Nul n’égalait Ahmad Reza dans l’art de la poterie. Héritier des techniques ancestrales qui lui avaient été transmises par un « trésor national vivant », il semblait insurpassable. Ses oeuvres étaient recherchées par les collectionneurs les plus exigeants. Effacée et dévouée, son épouse le servait humblement. Même si tous deux s’aimaient, elle ne pouvait pénétrer dans l’atelier du maître. Toutefois, par la fenêtre du jardin, par la porte entr’ouverte, elle l’observait à son insu. Un jour, profitant de son absence, elle osa transgresser l’interdit. Son cœur s’emballa, elle s’empara d’un pain de glaise et façonna un pot à mains nues. Depuis lors, elle s’entraînait, sans outil, dans le plus grand secret, bien à l’abri, au fond du jardin. Aux règles apprises, elle substitua les irrégularités, la disharmonie, la dissymétrie. Lorsqu’il découvrit la passion cachée de sa femme, le maître éprouva une grande gêne devant tant d’imperfection, alors que le marchand d’art qui l’accompagnait se taisait et regardait. Ahmad Reza ignorait ce que le futur lui réservait. Désormais, c’est l’art de son épouse qui serait apprécié. Même si elle prétendait qu’elle devait tout à son mari, c’est en elle qu’elle avait puisé son énergie créatrice.
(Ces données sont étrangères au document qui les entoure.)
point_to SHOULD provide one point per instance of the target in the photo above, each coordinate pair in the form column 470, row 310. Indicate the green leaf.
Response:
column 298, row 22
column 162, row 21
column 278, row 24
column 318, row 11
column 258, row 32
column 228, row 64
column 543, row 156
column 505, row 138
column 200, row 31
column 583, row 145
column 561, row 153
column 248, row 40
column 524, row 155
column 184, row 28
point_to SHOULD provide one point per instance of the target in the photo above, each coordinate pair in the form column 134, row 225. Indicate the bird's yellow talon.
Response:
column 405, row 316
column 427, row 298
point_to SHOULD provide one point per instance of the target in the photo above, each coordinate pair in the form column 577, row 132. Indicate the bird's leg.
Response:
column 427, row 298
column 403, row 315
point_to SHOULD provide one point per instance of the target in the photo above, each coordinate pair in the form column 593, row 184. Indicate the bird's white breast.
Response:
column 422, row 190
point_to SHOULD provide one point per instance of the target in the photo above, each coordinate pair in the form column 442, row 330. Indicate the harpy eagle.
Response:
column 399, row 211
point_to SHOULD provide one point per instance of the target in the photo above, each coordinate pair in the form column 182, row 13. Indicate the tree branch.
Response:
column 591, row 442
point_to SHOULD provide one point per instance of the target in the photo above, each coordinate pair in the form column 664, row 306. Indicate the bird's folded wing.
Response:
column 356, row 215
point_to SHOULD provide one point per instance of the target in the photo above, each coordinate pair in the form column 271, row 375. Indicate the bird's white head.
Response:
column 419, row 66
La fable racontée par Thierry Dedieu qui, depuis 2016, s’adonne à la céramique sous le nom de Kuro Jiki, serait inspirée de faits réels. Elle invite à réfléchir à notre attitude par rapport aux créations féminines. A la domination masculine. Pourquoi le mari est-il félicité pour les oeuvres réalisées par sa femme ? Comment est-il possible qu’elle-même prétende que ses créations lui doivent tout ?
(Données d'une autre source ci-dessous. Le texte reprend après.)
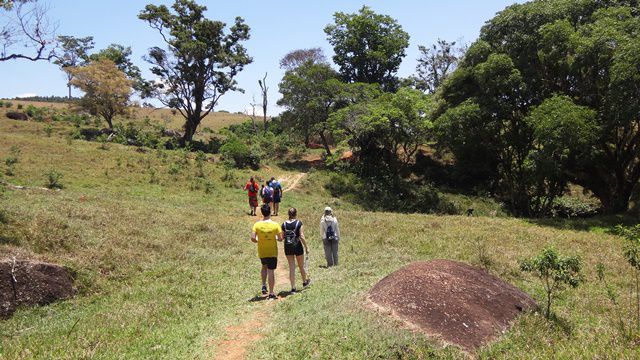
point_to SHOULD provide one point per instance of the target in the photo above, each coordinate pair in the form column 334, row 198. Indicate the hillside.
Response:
column 170, row 119
column 165, row 269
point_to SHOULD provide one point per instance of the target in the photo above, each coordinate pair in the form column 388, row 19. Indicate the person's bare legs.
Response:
column 292, row 271
column 303, row 274
column 263, row 275
column 272, row 280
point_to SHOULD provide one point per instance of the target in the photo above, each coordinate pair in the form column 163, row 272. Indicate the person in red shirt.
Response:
column 252, row 189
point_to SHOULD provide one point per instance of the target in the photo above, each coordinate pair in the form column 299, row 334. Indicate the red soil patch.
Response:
column 27, row 283
column 455, row 302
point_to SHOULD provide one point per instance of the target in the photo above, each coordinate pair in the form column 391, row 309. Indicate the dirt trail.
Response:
column 242, row 336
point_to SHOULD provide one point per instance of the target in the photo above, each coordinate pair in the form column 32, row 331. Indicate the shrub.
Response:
column 104, row 143
column 11, row 160
column 229, row 178
column 53, row 179
column 572, row 207
column 237, row 154
column 48, row 129
column 389, row 194
column 175, row 168
column 555, row 272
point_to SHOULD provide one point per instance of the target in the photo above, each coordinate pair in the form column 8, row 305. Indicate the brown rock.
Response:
column 36, row 283
column 452, row 301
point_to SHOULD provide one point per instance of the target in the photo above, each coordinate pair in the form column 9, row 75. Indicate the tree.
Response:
column 264, row 89
column 200, row 62
column 75, row 52
column 555, row 272
column 121, row 56
column 368, row 47
column 28, row 28
column 532, row 52
column 107, row 89
column 310, row 92
column 386, row 132
column 436, row 63
column 298, row 57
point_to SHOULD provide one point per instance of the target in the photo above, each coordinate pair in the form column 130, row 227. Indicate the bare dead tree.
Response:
column 264, row 89
column 253, row 105
column 25, row 24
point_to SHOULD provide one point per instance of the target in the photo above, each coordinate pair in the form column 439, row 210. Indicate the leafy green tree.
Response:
column 310, row 92
column 368, row 47
column 555, row 271
column 201, row 60
column 386, row 132
column 299, row 57
column 563, row 133
column 75, row 52
column 106, row 89
column 121, row 56
column 531, row 52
L’album est également une célébration de l’art exercé en cachette par des gens sans formation, en quelque sorte des exclus qui transgressent les règles et inventent des formes singulières.
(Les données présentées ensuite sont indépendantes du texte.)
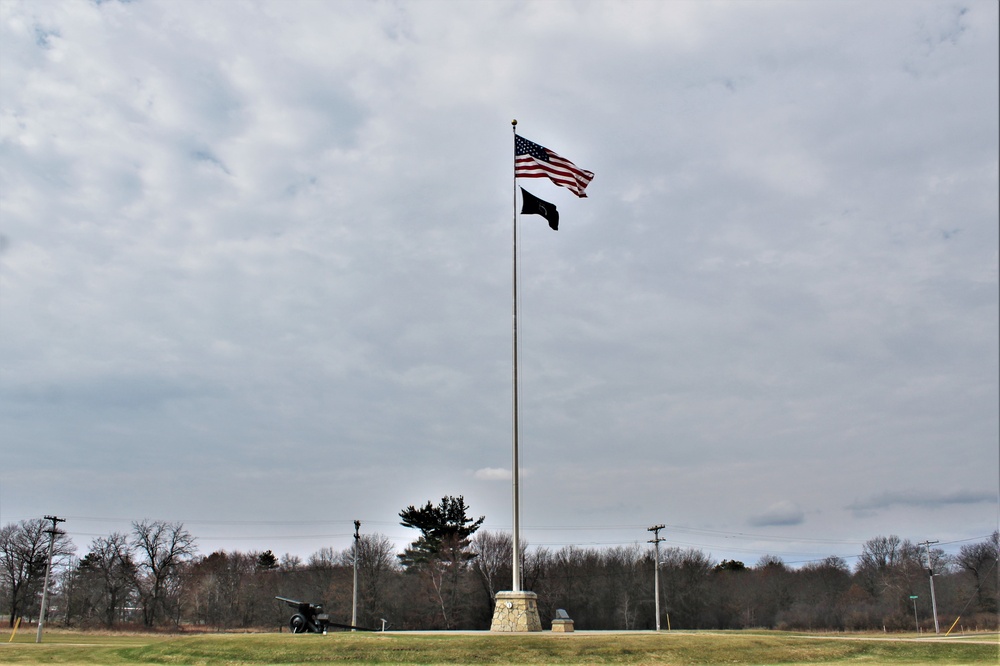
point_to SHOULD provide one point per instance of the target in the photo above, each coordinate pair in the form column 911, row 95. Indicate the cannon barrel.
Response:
column 291, row 602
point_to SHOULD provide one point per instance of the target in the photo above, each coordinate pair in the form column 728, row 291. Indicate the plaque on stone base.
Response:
column 516, row 611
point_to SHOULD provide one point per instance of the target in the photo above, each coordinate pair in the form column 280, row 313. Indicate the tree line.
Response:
column 153, row 577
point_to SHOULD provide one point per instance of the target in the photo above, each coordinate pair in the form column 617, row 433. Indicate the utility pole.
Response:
column 655, row 529
column 930, row 572
column 48, row 568
column 357, row 538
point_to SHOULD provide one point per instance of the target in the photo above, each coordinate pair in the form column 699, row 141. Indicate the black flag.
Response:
column 532, row 205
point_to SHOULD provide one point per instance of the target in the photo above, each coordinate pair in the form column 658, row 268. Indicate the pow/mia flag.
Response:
column 532, row 205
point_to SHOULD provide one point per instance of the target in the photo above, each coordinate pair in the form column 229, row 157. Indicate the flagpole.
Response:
column 515, row 465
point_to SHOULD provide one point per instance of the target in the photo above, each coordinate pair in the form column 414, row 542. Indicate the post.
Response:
column 655, row 529
column 930, row 573
column 354, row 611
column 515, row 463
column 48, row 568
column 515, row 610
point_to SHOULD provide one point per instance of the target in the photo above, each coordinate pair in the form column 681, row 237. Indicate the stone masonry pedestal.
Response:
column 516, row 611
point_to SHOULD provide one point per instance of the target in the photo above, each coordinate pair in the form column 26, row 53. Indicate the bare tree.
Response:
column 161, row 549
column 23, row 552
column 105, row 579
column 980, row 561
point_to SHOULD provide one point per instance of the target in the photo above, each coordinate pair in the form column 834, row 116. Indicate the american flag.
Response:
column 534, row 161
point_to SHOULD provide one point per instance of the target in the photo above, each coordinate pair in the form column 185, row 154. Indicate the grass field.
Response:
column 485, row 648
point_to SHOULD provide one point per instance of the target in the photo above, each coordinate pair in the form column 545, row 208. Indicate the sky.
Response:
column 257, row 267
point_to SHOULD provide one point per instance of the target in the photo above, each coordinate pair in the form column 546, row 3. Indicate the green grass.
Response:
column 485, row 648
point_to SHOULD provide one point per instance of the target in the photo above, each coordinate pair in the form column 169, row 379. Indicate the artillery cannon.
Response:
column 311, row 619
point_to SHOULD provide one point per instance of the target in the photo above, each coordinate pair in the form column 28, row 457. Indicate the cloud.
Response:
column 492, row 474
column 921, row 499
column 780, row 513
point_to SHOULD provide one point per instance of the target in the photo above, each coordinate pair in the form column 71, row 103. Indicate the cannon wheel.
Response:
column 298, row 624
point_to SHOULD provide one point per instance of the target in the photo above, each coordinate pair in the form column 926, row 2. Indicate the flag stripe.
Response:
column 534, row 161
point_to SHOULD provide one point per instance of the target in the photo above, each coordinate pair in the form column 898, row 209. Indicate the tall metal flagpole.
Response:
column 515, row 465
Les images de Thierry Dedieu frappent par leur puissance et leur brutalité : rigidité des corps, dureté des visages, intensité des regards, déformation des mains. Contraste entre le noir et le blanc sur des fonds de page dont les couleurs sont liées aux états d’âme du potier, tout en connotant les états de la matière, du jaune de l’argile crue au rouge-brun d’après cuisson.